“Mom, you have let me help you so many times! What’s the point of teaching me how to do it if you never let me do it on my own?!”
My eight-year old had a point. I’d asked her to wait until I was done working so that I could supervise her culinary endeavor in the kitchen. I thought it was a reasonable request—I just wanted to be in the room to help—but she was right. If the point of teaching a child a skill is to have them use it, then I should let her use it.

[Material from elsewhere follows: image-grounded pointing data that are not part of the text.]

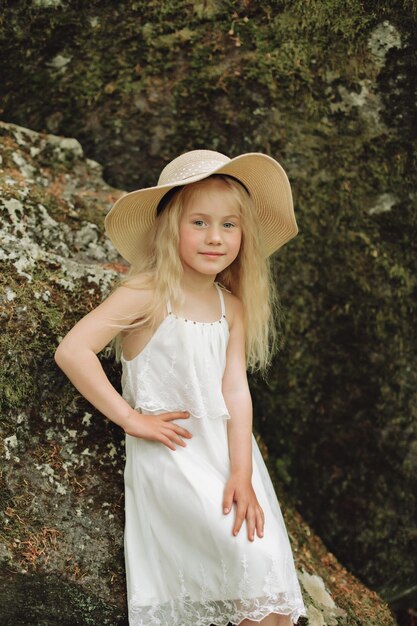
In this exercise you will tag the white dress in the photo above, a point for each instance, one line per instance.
(183, 565)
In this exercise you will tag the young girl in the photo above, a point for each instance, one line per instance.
(205, 542)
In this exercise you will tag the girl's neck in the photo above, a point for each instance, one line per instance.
(194, 284)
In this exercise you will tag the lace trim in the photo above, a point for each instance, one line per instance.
(183, 612)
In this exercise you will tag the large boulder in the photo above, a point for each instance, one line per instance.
(61, 551)
(326, 86)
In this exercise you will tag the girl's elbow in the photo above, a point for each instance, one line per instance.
(62, 354)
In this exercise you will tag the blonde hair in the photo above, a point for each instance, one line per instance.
(249, 277)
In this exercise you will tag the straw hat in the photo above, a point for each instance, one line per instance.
(132, 216)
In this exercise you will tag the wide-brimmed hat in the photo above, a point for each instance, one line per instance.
(132, 216)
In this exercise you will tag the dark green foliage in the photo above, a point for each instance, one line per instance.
(328, 88)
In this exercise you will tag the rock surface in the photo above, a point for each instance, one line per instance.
(61, 557)
(328, 88)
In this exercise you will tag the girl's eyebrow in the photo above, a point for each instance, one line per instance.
(207, 215)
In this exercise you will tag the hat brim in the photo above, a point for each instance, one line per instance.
(133, 215)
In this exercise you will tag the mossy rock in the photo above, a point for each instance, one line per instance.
(62, 462)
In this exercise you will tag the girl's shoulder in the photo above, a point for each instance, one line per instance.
(143, 281)
(232, 303)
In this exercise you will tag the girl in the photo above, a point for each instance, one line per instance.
(205, 542)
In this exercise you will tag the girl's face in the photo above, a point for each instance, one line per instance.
(210, 230)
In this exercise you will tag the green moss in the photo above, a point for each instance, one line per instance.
(299, 81)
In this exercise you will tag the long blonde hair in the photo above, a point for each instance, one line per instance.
(248, 277)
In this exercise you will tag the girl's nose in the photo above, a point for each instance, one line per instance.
(213, 235)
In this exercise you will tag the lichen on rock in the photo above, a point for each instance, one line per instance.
(62, 462)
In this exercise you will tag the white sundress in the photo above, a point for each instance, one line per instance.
(183, 565)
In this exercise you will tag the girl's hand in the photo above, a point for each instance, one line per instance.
(240, 490)
(158, 427)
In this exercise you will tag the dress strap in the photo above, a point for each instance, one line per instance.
(221, 299)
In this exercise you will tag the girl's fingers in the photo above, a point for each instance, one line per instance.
(227, 499)
(167, 442)
(175, 415)
(181, 431)
(260, 522)
(240, 516)
(251, 523)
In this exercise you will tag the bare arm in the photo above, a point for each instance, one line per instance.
(239, 428)
(76, 355)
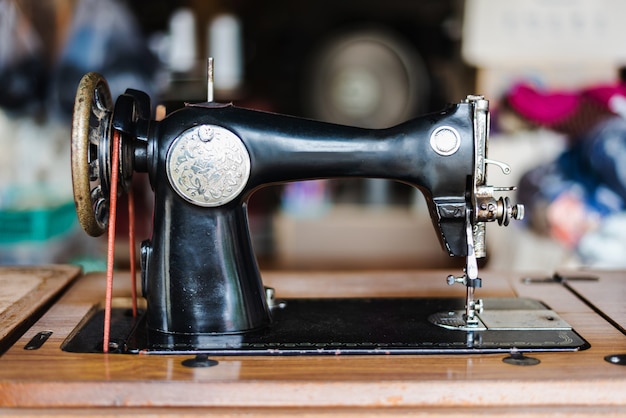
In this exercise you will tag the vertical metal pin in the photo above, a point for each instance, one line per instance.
(210, 79)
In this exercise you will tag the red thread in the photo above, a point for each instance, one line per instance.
(111, 240)
(131, 239)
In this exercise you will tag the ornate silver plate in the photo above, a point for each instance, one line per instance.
(208, 165)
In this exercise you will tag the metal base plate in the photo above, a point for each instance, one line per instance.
(351, 326)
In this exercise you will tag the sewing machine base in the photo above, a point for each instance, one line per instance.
(351, 326)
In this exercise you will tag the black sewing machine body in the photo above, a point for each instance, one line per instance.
(200, 277)
(200, 262)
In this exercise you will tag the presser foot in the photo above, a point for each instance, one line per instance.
(520, 315)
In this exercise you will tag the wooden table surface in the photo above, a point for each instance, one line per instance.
(53, 382)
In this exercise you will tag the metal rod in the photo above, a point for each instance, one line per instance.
(210, 79)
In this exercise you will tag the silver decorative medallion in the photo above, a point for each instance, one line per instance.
(208, 165)
(445, 140)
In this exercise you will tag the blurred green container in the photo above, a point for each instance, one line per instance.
(37, 224)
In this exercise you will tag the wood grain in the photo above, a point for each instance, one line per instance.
(433, 385)
(25, 292)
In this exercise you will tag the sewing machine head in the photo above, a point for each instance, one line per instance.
(199, 273)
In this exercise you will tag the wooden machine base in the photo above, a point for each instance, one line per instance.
(46, 380)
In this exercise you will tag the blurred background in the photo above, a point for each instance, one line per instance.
(552, 71)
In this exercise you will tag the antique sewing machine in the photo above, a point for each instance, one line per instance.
(199, 275)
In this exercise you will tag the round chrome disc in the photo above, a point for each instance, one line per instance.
(91, 150)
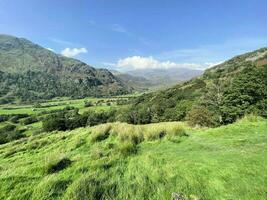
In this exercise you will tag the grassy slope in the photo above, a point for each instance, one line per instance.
(223, 163)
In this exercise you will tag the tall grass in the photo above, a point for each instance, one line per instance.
(138, 162)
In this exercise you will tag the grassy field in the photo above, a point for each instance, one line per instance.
(56, 104)
(121, 161)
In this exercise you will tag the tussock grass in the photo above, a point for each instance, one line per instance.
(100, 132)
(56, 163)
(138, 133)
(228, 162)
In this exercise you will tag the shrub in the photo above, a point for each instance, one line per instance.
(176, 131)
(9, 133)
(200, 116)
(155, 133)
(88, 104)
(129, 133)
(54, 123)
(127, 148)
(86, 188)
(55, 165)
(100, 133)
(29, 120)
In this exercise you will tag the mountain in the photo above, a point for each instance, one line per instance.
(166, 77)
(137, 83)
(153, 79)
(29, 72)
(223, 94)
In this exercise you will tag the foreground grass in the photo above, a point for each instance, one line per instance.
(120, 161)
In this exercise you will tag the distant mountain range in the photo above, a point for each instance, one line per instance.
(147, 79)
(30, 72)
(226, 92)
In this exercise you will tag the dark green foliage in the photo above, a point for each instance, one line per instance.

While we are celebrating our country’s independence from what you could call an overbearing parent who made all the decisions for the colonists and didn’t give them a say, we can also encourage and celebrate our children’s independence. Letting children have choices, encouraging them to make mistakes and learn from them, and giving them opportunities to thrive on their own are all part of parenting. It’s hard to let go, as I discussed in last month’s eNews. I have to fight my own urge to be a “snowplow parent” who pushes all obstacles out of the way. As you read this, my kids are at sleepaway camp for two weeks—a first for them and for me. I didn’t grow up going to sleepaway camp as my husband did, but I had a taste of it with Girl Scout campouts. I want this for them, they need this, and yet it’s still hard. That doesn’t mean it’s not worth doing.

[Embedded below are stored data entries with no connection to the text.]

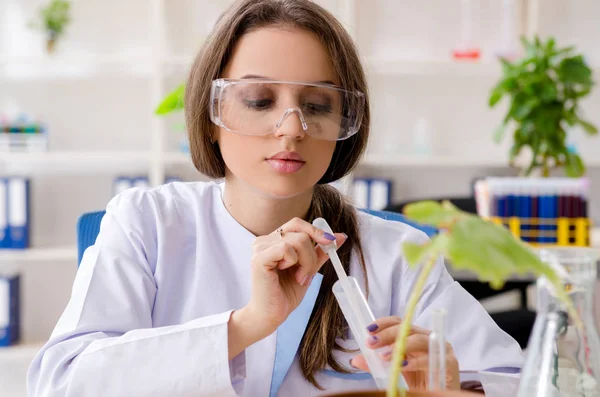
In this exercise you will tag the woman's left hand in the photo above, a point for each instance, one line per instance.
(415, 371)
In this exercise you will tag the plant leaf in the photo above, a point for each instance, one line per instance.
(172, 102)
(574, 70)
(588, 127)
(417, 254)
(432, 213)
(496, 96)
(499, 132)
(574, 167)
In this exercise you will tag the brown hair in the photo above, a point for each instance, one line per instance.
(327, 322)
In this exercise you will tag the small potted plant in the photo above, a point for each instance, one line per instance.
(545, 88)
(53, 20)
(469, 242)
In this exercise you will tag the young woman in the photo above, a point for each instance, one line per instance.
(217, 289)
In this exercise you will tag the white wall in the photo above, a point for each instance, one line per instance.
(112, 109)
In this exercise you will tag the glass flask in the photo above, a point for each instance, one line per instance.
(563, 360)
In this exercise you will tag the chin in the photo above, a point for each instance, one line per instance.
(283, 189)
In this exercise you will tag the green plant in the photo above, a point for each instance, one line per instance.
(544, 88)
(172, 102)
(55, 17)
(471, 243)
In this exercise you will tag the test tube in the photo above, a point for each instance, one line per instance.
(437, 352)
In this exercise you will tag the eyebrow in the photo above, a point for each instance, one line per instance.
(255, 76)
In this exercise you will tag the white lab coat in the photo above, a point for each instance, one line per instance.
(151, 301)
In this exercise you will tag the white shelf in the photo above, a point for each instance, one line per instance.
(53, 254)
(74, 162)
(441, 67)
(74, 66)
(407, 160)
(402, 160)
(432, 67)
(176, 158)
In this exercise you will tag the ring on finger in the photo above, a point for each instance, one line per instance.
(280, 233)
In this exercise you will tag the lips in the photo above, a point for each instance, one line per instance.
(286, 162)
(291, 156)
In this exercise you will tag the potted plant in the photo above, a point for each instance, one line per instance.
(472, 243)
(54, 18)
(545, 87)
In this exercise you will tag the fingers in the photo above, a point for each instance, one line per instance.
(421, 363)
(384, 332)
(322, 257)
(307, 257)
(359, 362)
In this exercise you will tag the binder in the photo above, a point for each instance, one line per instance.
(121, 184)
(9, 309)
(4, 236)
(18, 212)
(380, 194)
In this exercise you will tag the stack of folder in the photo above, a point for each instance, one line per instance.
(9, 308)
(540, 211)
(14, 213)
(371, 193)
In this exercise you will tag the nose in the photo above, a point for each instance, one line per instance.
(295, 127)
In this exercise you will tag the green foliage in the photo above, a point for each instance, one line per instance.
(172, 102)
(544, 88)
(471, 243)
(55, 17)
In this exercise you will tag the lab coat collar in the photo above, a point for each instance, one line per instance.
(290, 333)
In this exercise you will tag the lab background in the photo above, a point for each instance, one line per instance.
(92, 95)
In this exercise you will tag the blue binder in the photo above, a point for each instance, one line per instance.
(18, 212)
(4, 235)
(9, 309)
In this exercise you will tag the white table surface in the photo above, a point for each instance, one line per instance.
(14, 362)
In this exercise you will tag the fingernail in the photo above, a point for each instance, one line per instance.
(372, 327)
(328, 236)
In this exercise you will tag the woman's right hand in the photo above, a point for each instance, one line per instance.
(283, 265)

Red Tricycle has suggestions for encouraging independence at every age and stage. Your toddler isn’t going to bake cookies on their own, but they can help wipe down the table or pick out their own clothes. There are ways to give them the scaffolding around a new experience and letting them learn or do it on their own.
One benefit of all this? Confident, independent children who bring you warm chocolate chip cookies while you’re working!